Die massive Visualisierung von perfekten Körpern hat den Normierungsdruck sehr erhöht. Das ist in der frühen FKK-Bewegung aber nicht unbedingt anders gewesen, denn auch die Fotos von damals haben nicht den durchschnittlichen Körper dargestellt. Im Vergleich zu heute waren die Körper allerdings untrainierter. In James-Bond-Filmen aus den 1970er-Jahren zum Beispiel sind die Frauen zwar sehr schlank, aber sie haben auch Cellulite. Heute sind sie stundenlang im Fitnessstudio, um sich nackt zeigen zu können.

Welches Image hat Nacktheit heute in Deutschland?

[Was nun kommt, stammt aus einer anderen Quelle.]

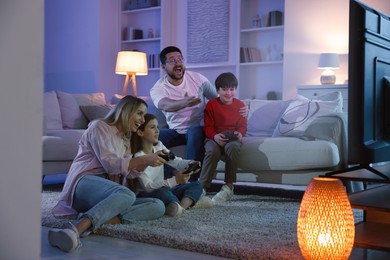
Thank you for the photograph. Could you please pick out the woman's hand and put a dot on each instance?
(155, 159)
(182, 178)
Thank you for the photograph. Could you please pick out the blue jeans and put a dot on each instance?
(194, 141)
(101, 199)
(192, 190)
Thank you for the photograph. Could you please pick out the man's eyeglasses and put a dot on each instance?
(174, 61)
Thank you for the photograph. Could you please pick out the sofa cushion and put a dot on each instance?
(51, 111)
(302, 111)
(287, 153)
(263, 116)
(61, 145)
(95, 112)
(71, 115)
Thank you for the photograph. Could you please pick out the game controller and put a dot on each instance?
(167, 155)
(231, 136)
(192, 167)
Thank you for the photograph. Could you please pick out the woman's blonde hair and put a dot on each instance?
(122, 112)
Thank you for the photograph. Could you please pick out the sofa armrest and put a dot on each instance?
(333, 128)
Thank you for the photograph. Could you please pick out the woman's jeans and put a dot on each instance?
(193, 140)
(101, 199)
(192, 190)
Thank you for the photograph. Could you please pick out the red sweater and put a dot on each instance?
(219, 117)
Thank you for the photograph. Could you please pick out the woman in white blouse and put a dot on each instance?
(92, 187)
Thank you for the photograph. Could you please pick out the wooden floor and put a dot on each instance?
(100, 247)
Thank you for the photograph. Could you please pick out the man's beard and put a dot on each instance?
(172, 74)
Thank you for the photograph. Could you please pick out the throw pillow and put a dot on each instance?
(51, 111)
(71, 115)
(302, 111)
(263, 117)
(95, 112)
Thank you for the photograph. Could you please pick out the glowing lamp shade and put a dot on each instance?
(325, 227)
(131, 63)
(328, 62)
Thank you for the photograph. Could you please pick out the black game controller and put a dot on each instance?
(192, 167)
(167, 155)
(231, 136)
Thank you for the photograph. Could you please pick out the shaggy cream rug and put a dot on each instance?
(248, 227)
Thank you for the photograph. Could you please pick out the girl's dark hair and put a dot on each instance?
(136, 141)
(122, 112)
(226, 80)
(167, 50)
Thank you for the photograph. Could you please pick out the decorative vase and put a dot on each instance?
(325, 228)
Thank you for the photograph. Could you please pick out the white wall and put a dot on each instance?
(313, 27)
(21, 84)
(81, 46)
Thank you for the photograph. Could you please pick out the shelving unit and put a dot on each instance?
(263, 72)
(147, 20)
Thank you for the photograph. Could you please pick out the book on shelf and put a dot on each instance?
(275, 18)
(249, 55)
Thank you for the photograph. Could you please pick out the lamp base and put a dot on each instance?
(328, 79)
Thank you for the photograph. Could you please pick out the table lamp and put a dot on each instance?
(131, 63)
(325, 228)
(328, 62)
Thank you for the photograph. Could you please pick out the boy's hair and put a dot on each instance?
(226, 80)
(167, 50)
(136, 142)
(122, 113)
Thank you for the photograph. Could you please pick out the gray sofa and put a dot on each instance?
(288, 142)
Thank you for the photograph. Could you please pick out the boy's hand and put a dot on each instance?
(182, 178)
(239, 136)
(244, 111)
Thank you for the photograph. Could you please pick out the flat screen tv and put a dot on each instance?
(369, 85)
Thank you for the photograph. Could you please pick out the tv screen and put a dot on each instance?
(369, 85)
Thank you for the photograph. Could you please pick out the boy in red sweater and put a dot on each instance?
(224, 128)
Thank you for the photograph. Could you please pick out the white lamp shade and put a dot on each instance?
(328, 61)
(131, 62)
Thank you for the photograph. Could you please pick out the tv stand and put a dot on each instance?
(373, 231)
(363, 173)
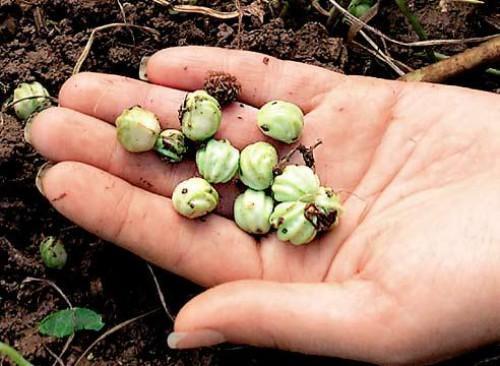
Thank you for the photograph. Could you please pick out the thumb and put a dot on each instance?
(343, 320)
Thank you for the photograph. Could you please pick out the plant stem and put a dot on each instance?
(491, 70)
(415, 23)
(13, 355)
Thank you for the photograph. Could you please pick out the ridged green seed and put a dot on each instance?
(53, 254)
(281, 120)
(137, 129)
(296, 183)
(218, 161)
(252, 210)
(27, 107)
(194, 198)
(200, 116)
(171, 145)
(288, 218)
(257, 162)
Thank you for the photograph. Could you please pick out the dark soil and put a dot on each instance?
(41, 40)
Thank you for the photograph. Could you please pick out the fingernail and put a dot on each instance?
(194, 339)
(27, 131)
(143, 68)
(39, 176)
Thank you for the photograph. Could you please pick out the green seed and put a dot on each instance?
(27, 107)
(53, 253)
(282, 121)
(194, 198)
(200, 116)
(257, 162)
(289, 220)
(137, 129)
(218, 161)
(252, 211)
(359, 8)
(296, 183)
(171, 145)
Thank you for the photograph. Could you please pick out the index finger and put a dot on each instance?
(263, 78)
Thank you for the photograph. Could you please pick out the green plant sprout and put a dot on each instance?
(64, 323)
(53, 254)
(13, 355)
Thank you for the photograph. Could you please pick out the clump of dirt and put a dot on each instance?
(42, 40)
(222, 86)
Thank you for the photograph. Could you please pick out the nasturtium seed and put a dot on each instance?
(296, 182)
(257, 162)
(218, 161)
(23, 102)
(289, 219)
(283, 121)
(200, 116)
(171, 145)
(194, 198)
(359, 8)
(53, 253)
(137, 129)
(252, 210)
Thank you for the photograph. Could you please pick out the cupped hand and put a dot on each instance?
(411, 274)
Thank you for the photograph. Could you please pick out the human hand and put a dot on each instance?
(410, 275)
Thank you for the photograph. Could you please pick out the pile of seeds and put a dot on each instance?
(288, 199)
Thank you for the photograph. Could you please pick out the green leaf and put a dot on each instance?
(86, 319)
(64, 323)
(59, 324)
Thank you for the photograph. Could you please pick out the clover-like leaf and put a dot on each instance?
(64, 323)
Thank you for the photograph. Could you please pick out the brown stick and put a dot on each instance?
(482, 55)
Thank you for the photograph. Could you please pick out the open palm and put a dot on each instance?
(410, 275)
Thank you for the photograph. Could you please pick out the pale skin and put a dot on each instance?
(412, 273)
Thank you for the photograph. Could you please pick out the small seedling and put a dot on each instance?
(200, 116)
(137, 129)
(13, 355)
(67, 322)
(252, 211)
(30, 98)
(359, 8)
(194, 198)
(282, 121)
(171, 145)
(257, 162)
(53, 253)
(218, 161)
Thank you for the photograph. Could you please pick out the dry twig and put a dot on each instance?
(484, 54)
(160, 293)
(115, 329)
(203, 10)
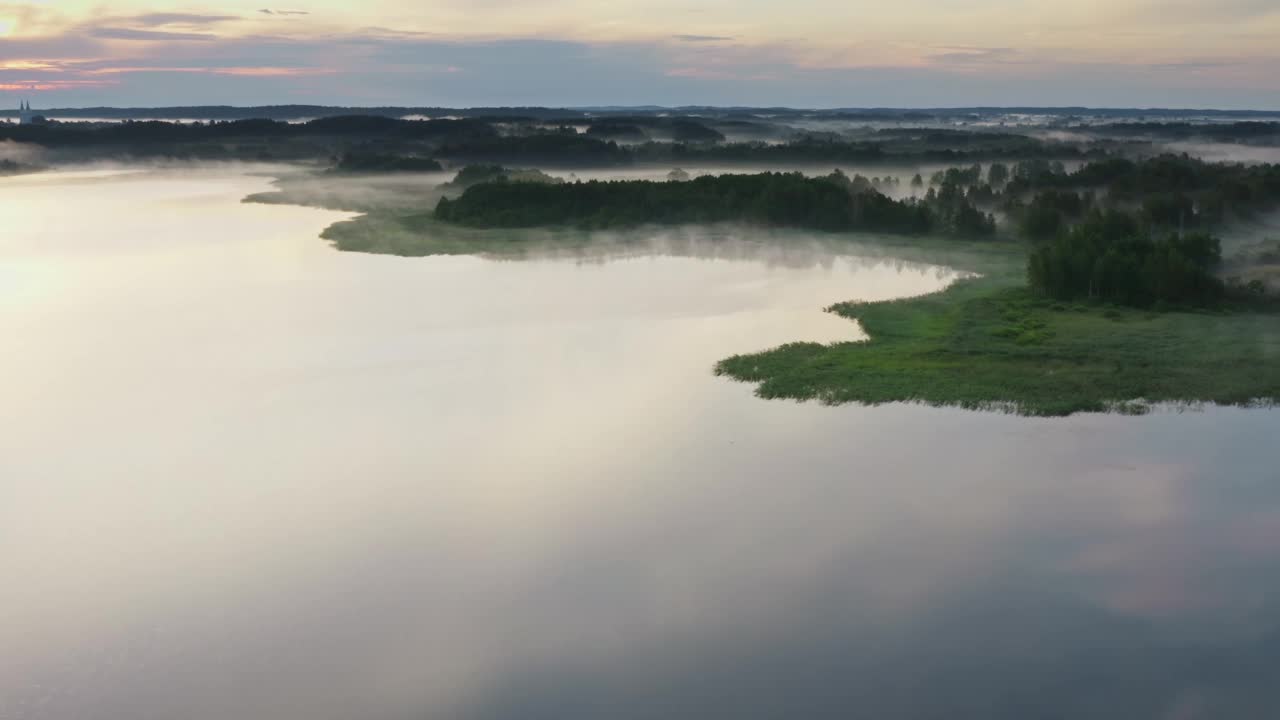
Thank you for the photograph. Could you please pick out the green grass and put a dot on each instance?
(982, 343)
(987, 343)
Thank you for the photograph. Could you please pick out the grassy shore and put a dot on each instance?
(988, 343)
(982, 343)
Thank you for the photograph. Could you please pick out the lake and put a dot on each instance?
(243, 475)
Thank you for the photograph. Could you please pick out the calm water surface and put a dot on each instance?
(243, 475)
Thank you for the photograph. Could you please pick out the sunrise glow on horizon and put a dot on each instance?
(809, 53)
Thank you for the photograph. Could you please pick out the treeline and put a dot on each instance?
(357, 162)
(1111, 256)
(1169, 192)
(832, 203)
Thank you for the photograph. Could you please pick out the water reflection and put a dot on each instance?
(243, 475)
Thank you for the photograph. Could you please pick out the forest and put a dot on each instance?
(833, 203)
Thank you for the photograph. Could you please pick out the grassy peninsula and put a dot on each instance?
(1112, 311)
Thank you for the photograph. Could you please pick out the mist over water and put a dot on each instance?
(246, 475)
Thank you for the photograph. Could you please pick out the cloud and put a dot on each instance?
(702, 37)
(147, 35)
(152, 19)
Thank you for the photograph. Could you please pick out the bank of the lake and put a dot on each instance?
(986, 343)
(983, 343)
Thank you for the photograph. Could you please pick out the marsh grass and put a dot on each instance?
(988, 343)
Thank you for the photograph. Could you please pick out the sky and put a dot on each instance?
(565, 53)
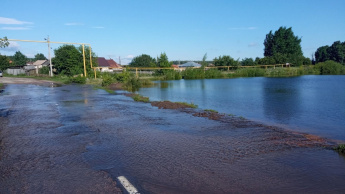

Wer nackt baden oder nackt in die Sauna gehen will, der tut es einfach. Das ist selbstverständlich geworden. Auf der anderen Seite verändert sich das lange Zeit dominante Bild, dass Nacktheit durchaus natürlich ist, weil wir zum einen durch globale Medien und zum anderen durch Migration mit sehr unterschiedlichen Körperbildern in Berührung kommen. Das wird uns die nächsten Jahre noch beschäftigen.
 
Prof. Dr. Maren Möhring ist Geschäftsführende Direktorin des Instituts für Kulturwissenschaften an der Universität Leipzig. Seit vielen Jahren beschäftigt sie sich mit der Geschichte und dem Verhältnis der Deutschen zur Freikörperkultur. Sie hat über „Marmorleiber. Körperbildung in der deutschen Nacktkultur (1890–1930)“ promoviert und ist Mitbegründerin sowie Herausgeberin der Online-Zeitschrift „Body Politics. Zeitschrift für Körpergeschichte“.